Jay likens the board’s role to the front wheel of a bike that must simply provide direction. Committees and staff are the back wheel, providing the operational power to move forward.

Jay also cautions against letting the loudest board member drive the entire strategic planning design. Make the planning experience inclusive of all board members and use a neutral facilitator to drive an informed, evidence-based discussion. Enable different viewpoints and perspectives to be shared so you can ultimately land on a pathway.

It limits agility.

According to Jay, documenting your strategic priorities is not out of harmony with being nimble. A good strategic plan does not lock you into a set of actions. It secures consensus on high-level drivers of success so staff can then explore and find the path forward.

ACEr Andrew Goldman says he’s seen value in the “1, 3, 5” year model of strategic planning. “5s don’t change very much. 3s are things you want to get done. 1s are what you can get done in the near term.” He also recommends building in a thoughtful process to amend the strategic plan as needed.

If the strategic plan is built at the headline level, the goals and objectives provide a fair amount of latitude on what gets done in 1, 3, or 5 year horizons. Associations must commit to an intentional process to marry high-level aspirations with the undergirding essentials to pursue the strategy such as budgets, staffing, and departmental plans. This “how” of pursuing strategy has a much more rapid cadence — annual, quarterly, even monthly — and offers flexibility, says Jay.

You can build more credibility with board if staff are honest and pragmatic about admitting what’s working and what’s not, says Lane. Explain what you did, suggest why it did not work, and propose solutions and alternatives.

It is not possible to measure real success.

Jay opines that while strategic design and delivery are quite evolved in associations, tracking and reporting are underdeveloped areas with substandard approaches. There is no convention or consensus on what to measure and how. Gauging impact on mission is complex and causes many to retreat.

ACEr Michael Butera says, “Resistance to measurement is a flaw in the strategic planning process. Board and staff are often at odds on what to measure.”

Talk to your board about what outcomes they wish to see and document them clearly, advices Jay. Then take metrics development out of the board meeting. Keep the metrics slim, easy to measure, and easy to understand.

ACErs agree that qualitative metrics are as important as quantitative metrics. We need to go beyond email open rates, event participation, web traffic, and the number of Twitter followers to measure real impact.

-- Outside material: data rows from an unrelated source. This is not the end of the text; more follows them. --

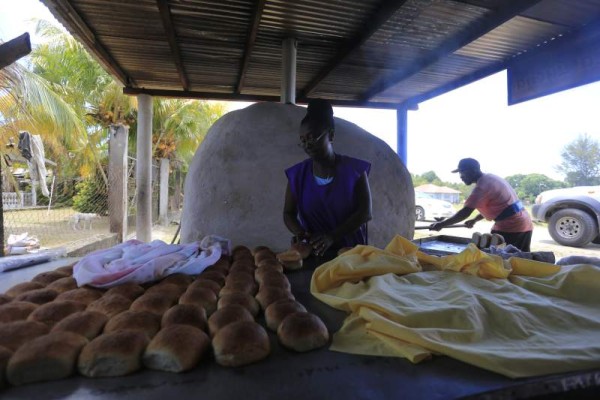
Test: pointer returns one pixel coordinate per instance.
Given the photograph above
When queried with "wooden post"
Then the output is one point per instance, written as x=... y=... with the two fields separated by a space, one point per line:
x=163 y=199
x=117 y=180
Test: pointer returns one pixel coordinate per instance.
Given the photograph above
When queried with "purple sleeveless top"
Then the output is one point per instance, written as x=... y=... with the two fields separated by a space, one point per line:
x=323 y=208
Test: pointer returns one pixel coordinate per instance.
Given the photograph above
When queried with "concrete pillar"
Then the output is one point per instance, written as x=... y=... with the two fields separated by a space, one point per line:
x=163 y=199
x=401 y=133
x=117 y=180
x=288 y=73
x=143 y=169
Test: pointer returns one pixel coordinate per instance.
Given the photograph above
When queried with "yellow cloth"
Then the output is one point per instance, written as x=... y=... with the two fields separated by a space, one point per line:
x=526 y=318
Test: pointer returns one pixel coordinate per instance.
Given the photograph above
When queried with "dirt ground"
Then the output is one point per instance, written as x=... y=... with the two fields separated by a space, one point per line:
x=541 y=240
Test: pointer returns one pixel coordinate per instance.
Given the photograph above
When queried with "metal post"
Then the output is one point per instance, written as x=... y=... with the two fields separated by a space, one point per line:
x=288 y=73
x=143 y=170
x=117 y=180
x=401 y=133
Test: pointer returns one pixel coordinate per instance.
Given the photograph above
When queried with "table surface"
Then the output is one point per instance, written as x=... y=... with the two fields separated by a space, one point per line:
x=286 y=375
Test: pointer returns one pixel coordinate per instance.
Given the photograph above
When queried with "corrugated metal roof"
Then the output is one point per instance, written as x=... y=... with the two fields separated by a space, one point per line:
x=353 y=52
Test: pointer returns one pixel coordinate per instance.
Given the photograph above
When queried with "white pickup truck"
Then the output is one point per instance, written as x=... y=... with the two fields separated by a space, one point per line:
x=572 y=214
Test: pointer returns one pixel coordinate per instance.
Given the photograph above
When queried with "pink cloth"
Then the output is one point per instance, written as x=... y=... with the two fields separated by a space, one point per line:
x=493 y=194
x=139 y=262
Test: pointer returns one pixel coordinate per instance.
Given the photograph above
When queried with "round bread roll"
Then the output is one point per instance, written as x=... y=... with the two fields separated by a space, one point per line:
x=5 y=355
x=278 y=310
x=53 y=312
x=241 y=343
x=270 y=294
x=156 y=302
x=302 y=331
x=113 y=354
x=63 y=284
x=19 y=288
x=48 y=277
x=176 y=348
x=179 y=280
x=130 y=290
x=227 y=315
x=213 y=276
x=110 y=304
x=15 y=334
x=170 y=290
x=304 y=249
x=16 y=310
x=88 y=324
x=82 y=295
x=185 y=314
x=202 y=297
x=273 y=278
x=290 y=259
x=207 y=284
x=130 y=320
x=45 y=358
x=243 y=299
x=38 y=296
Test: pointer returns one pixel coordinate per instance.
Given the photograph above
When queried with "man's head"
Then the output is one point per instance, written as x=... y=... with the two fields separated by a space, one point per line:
x=469 y=170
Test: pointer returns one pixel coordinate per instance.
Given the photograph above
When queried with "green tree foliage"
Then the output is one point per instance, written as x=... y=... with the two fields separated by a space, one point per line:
x=581 y=162
x=529 y=186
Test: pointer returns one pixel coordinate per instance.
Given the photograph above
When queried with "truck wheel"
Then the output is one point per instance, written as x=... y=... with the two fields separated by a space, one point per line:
x=572 y=227
x=420 y=214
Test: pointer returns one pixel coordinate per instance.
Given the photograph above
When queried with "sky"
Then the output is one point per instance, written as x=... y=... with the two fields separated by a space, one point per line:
x=473 y=121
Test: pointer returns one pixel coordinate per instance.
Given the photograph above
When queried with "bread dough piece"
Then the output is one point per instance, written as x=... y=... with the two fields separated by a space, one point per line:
x=130 y=290
x=131 y=320
x=46 y=358
x=278 y=310
x=15 y=334
x=176 y=348
x=185 y=314
x=226 y=316
x=16 y=311
x=53 y=312
x=243 y=299
x=110 y=304
x=241 y=343
x=113 y=354
x=88 y=324
x=302 y=331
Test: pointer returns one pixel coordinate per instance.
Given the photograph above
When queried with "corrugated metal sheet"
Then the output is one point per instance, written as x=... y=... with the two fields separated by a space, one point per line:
x=372 y=52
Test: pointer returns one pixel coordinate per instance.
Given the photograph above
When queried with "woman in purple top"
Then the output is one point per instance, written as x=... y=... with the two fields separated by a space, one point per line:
x=327 y=200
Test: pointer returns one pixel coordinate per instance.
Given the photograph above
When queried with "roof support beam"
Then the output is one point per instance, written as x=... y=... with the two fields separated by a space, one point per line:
x=68 y=16
x=368 y=29
x=165 y=15
x=256 y=17
x=452 y=44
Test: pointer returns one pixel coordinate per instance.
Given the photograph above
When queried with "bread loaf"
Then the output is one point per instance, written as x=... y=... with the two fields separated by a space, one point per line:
x=176 y=348
x=16 y=311
x=110 y=304
x=227 y=315
x=46 y=358
x=130 y=290
x=15 y=334
x=185 y=314
x=113 y=354
x=278 y=310
x=131 y=320
x=88 y=324
x=55 y=311
x=302 y=331
x=38 y=296
x=241 y=343
x=242 y=299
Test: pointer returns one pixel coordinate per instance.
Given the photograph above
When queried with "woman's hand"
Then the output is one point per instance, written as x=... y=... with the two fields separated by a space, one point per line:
x=321 y=243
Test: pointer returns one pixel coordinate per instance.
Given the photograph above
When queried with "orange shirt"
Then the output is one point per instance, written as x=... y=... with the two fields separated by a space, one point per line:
x=493 y=194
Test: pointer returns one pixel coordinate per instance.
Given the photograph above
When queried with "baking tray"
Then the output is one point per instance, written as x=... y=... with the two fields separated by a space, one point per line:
x=442 y=245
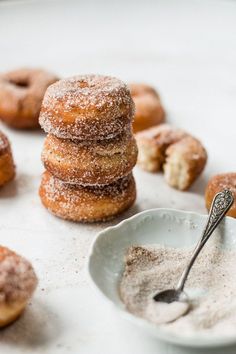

Measuring impact in areas such as advocacy and public education requires deep dive conversations, and a definition of stakeholders that is broader than members and committees.

ACEr Dennis Sadler explains that he used the RICE (Reach, Impact, Confidence, Effort) performance measurement method to sunset programs at his association by moving people from emotional to rational decision making. RICE helped them consider the data to back up difficult conversations and see how resources could be repurposed for greater gain.

Lane says that at smaller associations, where board members are very involved in operations, encouraging them to set metrics is one way to help them let go. Metrics development can help evolve the thought process to be more strategic.

Ultimately, says Lane, “Build strong relationships so you can have honest conversations. And back the honesty up with data so board understands where we are and where we need more support.”